On the economy, Philadelphia's unemployment rate, which had stayed stubbornly high after the Great Recession, fell in 2014 to an annualized rate of 7.8 percent, and the monthly figures were in the 6 percent range at year's end. Preliminary numbers indicate the city gained 8,800 jobs, which would be the biggest single-year increase since 1999. But the rate of job growth, 1.3 percent, did not keep up with the national rate, which was 1.9 percent.
The poverty rate was down, as it was in a number of major cities, falling to 26.3 percent of the population in the 2013 count, the most recent available. Even so, that meant more than 400,000 Philadelphians were living below the poverty line, creating a demand for government services, a drag on the city's economic prospects, and a reality check on all of the good feeling.
In public safety, the number of homicides in 2014, 248, was up by just one from the year before, when the city recorded its lowest total in nearly half a century, and major crime continued to decline. But Mayor Nutter and Police Commissioner Charles Ramsey spoke often about the toll that violence continues to take on Philadelphia, especially its young black males.
For the first time in years, city government entered 2015 in possession of signed agreements with all of its major public-sector unions. Yet only modest steps were taken in those contracts to address the high costs of underfunded municipal pension systems, a situation that is eating up rising amounts of tax revenue and thereby constraining city services.
The School District of Philadelphia continued to struggle with its finances, although the election of a new governor created hope that help might be on the way - in the form of a state funding formula and more state aid.

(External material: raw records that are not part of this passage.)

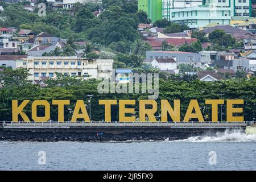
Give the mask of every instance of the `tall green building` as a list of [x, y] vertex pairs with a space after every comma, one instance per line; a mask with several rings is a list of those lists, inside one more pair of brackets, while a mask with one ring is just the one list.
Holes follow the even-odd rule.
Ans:
[[145, 11], [152, 22], [162, 19], [162, 0], [138, 0], [138, 9]]

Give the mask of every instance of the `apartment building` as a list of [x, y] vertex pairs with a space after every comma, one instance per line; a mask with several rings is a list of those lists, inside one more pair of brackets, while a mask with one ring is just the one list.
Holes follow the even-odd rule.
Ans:
[[[195, 67], [202, 66], [200, 59], [200, 53], [195, 52], [188, 52], [181, 51], [152, 51], [146, 52], [146, 60], [147, 62], [154, 59], [173, 59], [176, 62], [176, 65], [180, 64], [192, 64]], [[167, 69], [168, 67], [162, 68], [162, 69]]]
[[73, 5], [77, 3], [84, 3], [86, 2], [101, 3], [101, 0], [63, 0], [63, 8], [69, 9], [72, 7]]
[[46, 56], [22, 59], [16, 61], [16, 68], [27, 69], [29, 80], [42, 77], [56, 77], [56, 73], [84, 78], [110, 77], [113, 71], [112, 59], [89, 60], [76, 56]]
[[[232, 16], [251, 16], [251, 0], [152, 0], [150, 2], [139, 0], [138, 9], [146, 12], [153, 22], [166, 19], [186, 24], [191, 28], [201, 27], [212, 22], [230, 24]], [[159, 15], [162, 15], [162, 18]]]

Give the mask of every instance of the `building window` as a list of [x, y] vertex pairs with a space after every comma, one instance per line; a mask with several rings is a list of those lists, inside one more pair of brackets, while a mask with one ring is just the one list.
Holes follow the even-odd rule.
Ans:
[[53, 77], [54, 75], [53, 73], [49, 73], [49, 77]]

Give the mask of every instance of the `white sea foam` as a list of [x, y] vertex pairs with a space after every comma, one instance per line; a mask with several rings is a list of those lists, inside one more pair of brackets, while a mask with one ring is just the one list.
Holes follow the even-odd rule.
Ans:
[[192, 136], [183, 140], [171, 142], [256, 142], [256, 134], [246, 135], [241, 130], [226, 130], [225, 133], [217, 133], [214, 136], [204, 135]]

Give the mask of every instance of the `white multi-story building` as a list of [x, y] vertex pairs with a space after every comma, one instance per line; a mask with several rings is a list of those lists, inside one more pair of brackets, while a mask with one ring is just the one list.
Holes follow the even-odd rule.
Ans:
[[27, 69], [29, 80], [42, 77], [56, 77], [56, 73], [84, 78], [110, 77], [113, 71], [113, 59], [89, 60], [76, 56], [32, 57], [16, 60], [16, 68]]
[[168, 19], [171, 9], [202, 5], [203, 0], [162, 0], [163, 19]]
[[162, 18], [192, 28], [229, 24], [231, 16], [251, 16], [251, 0], [162, 0]]
[[64, 9], [70, 9], [73, 6], [73, 5], [77, 2], [80, 2], [81, 3], [86, 2], [95, 2], [95, 3], [101, 3], [101, 0], [63, 0], [63, 8]]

Test scores were down, and controversies swirled around charter school expansion, the teachers' contract, and school governance. The high school graduation rate edged higher.
Philadelphia is a changing city in any number of ways, even beyond the influx of immigrants and millennials. Once a city of homeowners, it is increasingly becoming a city of renters. Once a place that rolled up the sidewalks when the sun went down, it has real vibrancy after dark. Once a community that expected that whatever could go wrong would, it is allowing itself a moment of optimism.
To make the moment last, progress on jobs, poverty, pensions, schools, and public safety is essential. Those are challenges of the highest order.